Plot the landscape zones colored by their cluster.

Only available if the SpatialSignatureAnalysis object has been initialized with a zonal analysis class (or subclass). If the SpatialSignatureAnalysis object has been initialized with a spatio-temporal zonal analysis class (or subclass), each date snapshot will be plotted separately.

Parameters:

• cgram (Clustergram) – Fitted clustergram object.

• n_clusters (int) – Number of clusters to use.

• ax (matplotlib.axes.Axes, optional) – Axes object to draw the plot onto, otherwise create a new figure. Ignored if the SpatialSignatureAnalysis object has been initialized with a spatio-temporal zonal analysis class (or subclass).

• legend (bool, optional, default True) – Whether to show the legend.

• categorical (bool, optional, default True) – Whether the cluster color map should be categorical.

• subplots_kwargs (dict, default None) – Keyword arguments to be passed to matplotlib.pyplot.subplots and geopandas.GeoDataFrame.plot respectively.

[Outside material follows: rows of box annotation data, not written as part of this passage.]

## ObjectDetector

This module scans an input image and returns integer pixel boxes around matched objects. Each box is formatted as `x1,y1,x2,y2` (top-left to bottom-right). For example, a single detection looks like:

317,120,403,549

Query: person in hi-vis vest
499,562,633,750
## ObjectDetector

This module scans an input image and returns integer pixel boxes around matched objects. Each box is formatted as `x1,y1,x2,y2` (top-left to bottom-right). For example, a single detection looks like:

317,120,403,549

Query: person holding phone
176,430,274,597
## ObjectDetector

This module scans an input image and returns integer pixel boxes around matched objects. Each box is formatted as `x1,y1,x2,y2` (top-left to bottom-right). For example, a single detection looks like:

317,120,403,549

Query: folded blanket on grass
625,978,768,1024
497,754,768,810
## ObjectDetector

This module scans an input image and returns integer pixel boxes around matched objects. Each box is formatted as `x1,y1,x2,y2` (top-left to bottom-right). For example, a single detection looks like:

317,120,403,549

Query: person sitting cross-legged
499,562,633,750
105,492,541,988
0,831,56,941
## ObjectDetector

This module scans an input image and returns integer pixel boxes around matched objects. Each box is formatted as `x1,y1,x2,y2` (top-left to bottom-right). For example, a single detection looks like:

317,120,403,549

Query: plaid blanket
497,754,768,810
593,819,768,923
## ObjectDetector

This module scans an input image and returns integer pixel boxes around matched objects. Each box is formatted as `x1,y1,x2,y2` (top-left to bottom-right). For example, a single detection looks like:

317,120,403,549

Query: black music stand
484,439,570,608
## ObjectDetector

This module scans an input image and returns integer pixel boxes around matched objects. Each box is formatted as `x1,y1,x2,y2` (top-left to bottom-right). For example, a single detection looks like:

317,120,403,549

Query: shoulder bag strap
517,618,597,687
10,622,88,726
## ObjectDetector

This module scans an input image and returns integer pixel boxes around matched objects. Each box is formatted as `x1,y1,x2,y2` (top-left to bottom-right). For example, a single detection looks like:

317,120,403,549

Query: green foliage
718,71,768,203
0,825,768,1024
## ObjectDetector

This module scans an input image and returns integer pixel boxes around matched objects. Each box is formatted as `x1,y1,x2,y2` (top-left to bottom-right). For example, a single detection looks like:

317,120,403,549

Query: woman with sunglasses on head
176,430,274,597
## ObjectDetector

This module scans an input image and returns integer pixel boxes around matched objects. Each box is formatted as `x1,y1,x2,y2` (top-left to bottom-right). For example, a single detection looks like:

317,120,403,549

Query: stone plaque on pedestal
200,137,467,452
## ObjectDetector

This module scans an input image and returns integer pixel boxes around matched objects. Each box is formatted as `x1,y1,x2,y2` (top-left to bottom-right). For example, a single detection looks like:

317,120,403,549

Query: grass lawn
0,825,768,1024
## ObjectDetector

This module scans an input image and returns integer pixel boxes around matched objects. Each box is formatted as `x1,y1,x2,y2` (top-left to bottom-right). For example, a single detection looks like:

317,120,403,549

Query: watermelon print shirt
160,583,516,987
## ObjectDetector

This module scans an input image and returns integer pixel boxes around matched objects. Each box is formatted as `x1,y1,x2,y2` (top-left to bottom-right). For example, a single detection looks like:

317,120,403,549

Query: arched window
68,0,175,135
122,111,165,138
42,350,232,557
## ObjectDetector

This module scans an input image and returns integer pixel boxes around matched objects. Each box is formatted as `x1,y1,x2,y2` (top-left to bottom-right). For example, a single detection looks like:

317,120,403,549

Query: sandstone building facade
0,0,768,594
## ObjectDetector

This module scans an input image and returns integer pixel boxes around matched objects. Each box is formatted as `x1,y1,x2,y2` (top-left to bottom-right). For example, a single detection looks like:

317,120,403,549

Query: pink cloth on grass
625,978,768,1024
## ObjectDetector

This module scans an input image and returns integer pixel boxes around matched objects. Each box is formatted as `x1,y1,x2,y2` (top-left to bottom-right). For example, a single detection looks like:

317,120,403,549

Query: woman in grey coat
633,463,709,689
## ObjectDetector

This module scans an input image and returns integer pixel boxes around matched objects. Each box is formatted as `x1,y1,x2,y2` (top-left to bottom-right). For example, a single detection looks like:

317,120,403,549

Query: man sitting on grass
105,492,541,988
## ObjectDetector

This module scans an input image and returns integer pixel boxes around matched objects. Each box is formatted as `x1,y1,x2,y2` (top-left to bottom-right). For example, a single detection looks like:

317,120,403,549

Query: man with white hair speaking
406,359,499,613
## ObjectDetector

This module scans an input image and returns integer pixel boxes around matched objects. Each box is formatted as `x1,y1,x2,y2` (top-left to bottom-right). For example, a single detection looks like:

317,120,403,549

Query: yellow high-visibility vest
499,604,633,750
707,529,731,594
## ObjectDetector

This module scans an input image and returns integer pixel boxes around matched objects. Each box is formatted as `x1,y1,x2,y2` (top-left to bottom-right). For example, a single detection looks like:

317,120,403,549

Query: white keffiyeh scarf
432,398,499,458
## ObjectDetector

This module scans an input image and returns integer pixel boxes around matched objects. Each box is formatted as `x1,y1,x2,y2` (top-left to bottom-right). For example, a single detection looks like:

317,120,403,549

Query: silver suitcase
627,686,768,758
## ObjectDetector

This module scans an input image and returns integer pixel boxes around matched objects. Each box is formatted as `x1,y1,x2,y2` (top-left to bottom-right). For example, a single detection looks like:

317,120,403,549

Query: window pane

• plot_kwargs (dict, default None) – Keyword arguments to be passed to matplotlib.pyplot.subplots and geopandas.GeoDataFrame.plot respectively.

Returns:

If the SpatialSignatureAnalysis object has been initialized with a spatio-temporal zonal analysis class (or subclass), returns the figure with its corresponding plots drawn into its axes. Otherwise, returns the axes object with the plot drawn onto it.

Return type:

matplotlib.figure.Figure or matplotlib.axes.Axes

static scatterplot_cluster_metrics(cgram, n_clusters, metric_x, metric_y, *, ax=None, palette_name=None, center_marker='x', center_plot_kwargs=None, **scatterplot_kwargs)

Scatterplot the landscape samples colored by their cluster.

Parameters:

• cgram (clustergram.Clustergram) – Fitted clustergram object.

• n_clusters (int) – Number of clusters to use.

• metric_x (str) – Strings with the names of the metrics to be plotted on the x and y axes respectively. Should be a column of cgram.data. Note thus that for class-level metrics, the passed string should be of the form “{metric}_{class_val}”.

• metric_y (str) – Strings with the names of the metrics to be plotted on the x and y axes respectively. Should be a column of cgram.data. Note thus that for class-level metrics, the passed string should be of the form “{metric}_{class_val}”.

• ax (matplotlib.axes.Axes, optional) – Axes object to draw the plot onto, otherwise create a new figure.

• palette_name (str, optional) – Name of palette or None to return current palette.

• center_marker (str, optional, default "x") – Marker to be used for the cluster centers.

• center_plot_kwargs (dict, optional) – Keyword arguments to plot the cluster centers, which will be passed to matplotlib.axes.Axes.plot.

• scatterplot_kwargs (dict, optional) – Keyword arguments to be passed to seaborn.scatterplot.

Returns:

ax – Returns the Axes object with the plot drawn onto it.

Return type:

matplotlib.axes.Axes